Luzinha querida de meu coração,
De acordo com meu telegrama, que a Sra. deve ter recebido ontem, cheguei de Paris no dia 26, chegando de avião a Roma depois de duas horas e pouco de viagem, durante a qual sobrevoamos a Suíça passando sobre o Lago de Genebra, os Alpes, e pois o imponentíssimo Monte Branco. No mesmo dia de nossa chegada, fomos à Basílica do Vaticano, onde tivemos a ocasião de rezar junto ao altar do Bem-aventurado Pio X, já agora exposto à veneração dos fiéis, junto ao altar de São Pedro, e junto ao de Nossa Senhora da Pietá, onde está exposta a famosíssima estátua de Michelangelo, representando Nossa Senhora com o Filho morto ao colo. Depois, ficamos na praça de São Pedro, vendo, medindo, examinando e comentando, até cair a noite. Finalmente, tomamos um carro puxado a cavalo, e pelas vielas sinuosas e pitorescas da Roma antiga chegamos até as avenidas mais modernas, e por elas até o hotel. Na manhã seguinte, fomos receber a Sagrada Comunhão na Basílica. E, depois, começamos a trabalhar. Ontem, ficamos pondo em ordem papéis, pois os que havíamos trazido de São Paulo precisavam de uma revisão. Hoje, comecei os primeiros contatos, e estou reservando umas horas para a correspondência, enquanto o resto da turma vai concluindo o serviço de ordenação dos papéis. Conto ficar em Roma até 15 de julho, de lá seguindo para a Espanha. Deixei recomendação para me mandarem de Paris as cartas que eventualmente venham a ter no Regina. A temperatura aqui está asfixiante, mas a italianada parece achar tudo normal. Como Paris, também Roma está muito mais animada do que em 1950. Vê-se que as cicatrizes da última guerra estão desaparecendo. Mas assim mesmo há aqui dois milhões de desempregados!
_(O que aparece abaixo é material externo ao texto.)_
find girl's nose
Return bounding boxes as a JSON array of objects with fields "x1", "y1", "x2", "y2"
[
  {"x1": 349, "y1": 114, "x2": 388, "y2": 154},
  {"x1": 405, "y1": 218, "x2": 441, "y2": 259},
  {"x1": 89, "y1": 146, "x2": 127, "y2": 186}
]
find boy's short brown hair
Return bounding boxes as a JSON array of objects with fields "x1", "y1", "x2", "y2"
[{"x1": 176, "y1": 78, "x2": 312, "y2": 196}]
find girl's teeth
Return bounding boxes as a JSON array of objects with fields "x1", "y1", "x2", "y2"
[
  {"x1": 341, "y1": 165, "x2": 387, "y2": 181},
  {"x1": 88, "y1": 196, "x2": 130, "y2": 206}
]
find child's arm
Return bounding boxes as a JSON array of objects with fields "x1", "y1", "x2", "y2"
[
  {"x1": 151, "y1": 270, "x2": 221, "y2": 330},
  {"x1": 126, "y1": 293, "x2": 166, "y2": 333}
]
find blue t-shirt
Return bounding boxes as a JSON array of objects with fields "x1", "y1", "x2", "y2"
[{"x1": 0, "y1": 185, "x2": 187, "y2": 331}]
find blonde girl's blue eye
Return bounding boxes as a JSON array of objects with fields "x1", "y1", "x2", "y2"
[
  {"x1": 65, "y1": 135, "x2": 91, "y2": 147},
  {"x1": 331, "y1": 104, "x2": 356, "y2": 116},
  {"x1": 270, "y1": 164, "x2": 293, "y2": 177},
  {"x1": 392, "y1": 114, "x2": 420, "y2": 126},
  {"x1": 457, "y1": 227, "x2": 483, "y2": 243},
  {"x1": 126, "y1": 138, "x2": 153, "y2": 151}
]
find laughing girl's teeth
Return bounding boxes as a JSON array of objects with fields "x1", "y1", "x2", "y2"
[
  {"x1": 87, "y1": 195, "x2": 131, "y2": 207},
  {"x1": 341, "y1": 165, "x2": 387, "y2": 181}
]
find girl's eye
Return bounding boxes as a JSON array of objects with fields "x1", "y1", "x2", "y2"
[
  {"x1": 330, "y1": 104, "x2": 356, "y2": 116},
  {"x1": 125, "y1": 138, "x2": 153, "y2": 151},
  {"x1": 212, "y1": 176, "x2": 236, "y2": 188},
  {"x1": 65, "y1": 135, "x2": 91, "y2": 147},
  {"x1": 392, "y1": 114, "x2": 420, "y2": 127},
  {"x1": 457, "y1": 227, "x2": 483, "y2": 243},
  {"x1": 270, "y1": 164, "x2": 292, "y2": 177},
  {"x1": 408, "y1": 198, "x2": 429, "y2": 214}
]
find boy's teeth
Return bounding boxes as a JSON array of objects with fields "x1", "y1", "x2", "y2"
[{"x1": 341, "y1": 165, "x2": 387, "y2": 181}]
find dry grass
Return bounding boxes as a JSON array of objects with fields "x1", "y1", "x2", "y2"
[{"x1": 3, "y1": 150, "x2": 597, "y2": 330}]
Saí muito satisfeito de Paris, não só pela cidade, superior a qualquer elogio, como ainda pelo resultado dos trabalhos que ali desenvolvi. Que Nossa Senhora me auxilie para que também aqui tudo corra bem.
Meu amor, gostei muito de sua carta, com a narração circunstanciada de tudo quanto faz. Mande-me outra, igualmente BEM METICULOSA, pois, como sabe, para mim no que me interessa, faço questão de pormenores. Mas há um pormenor sobre o qual quero precisão absoluta: quantas horas tem dormido por noite, Mme. la Marquise?
De Paris, enviei postais a toda a família. É bom saber se receberam.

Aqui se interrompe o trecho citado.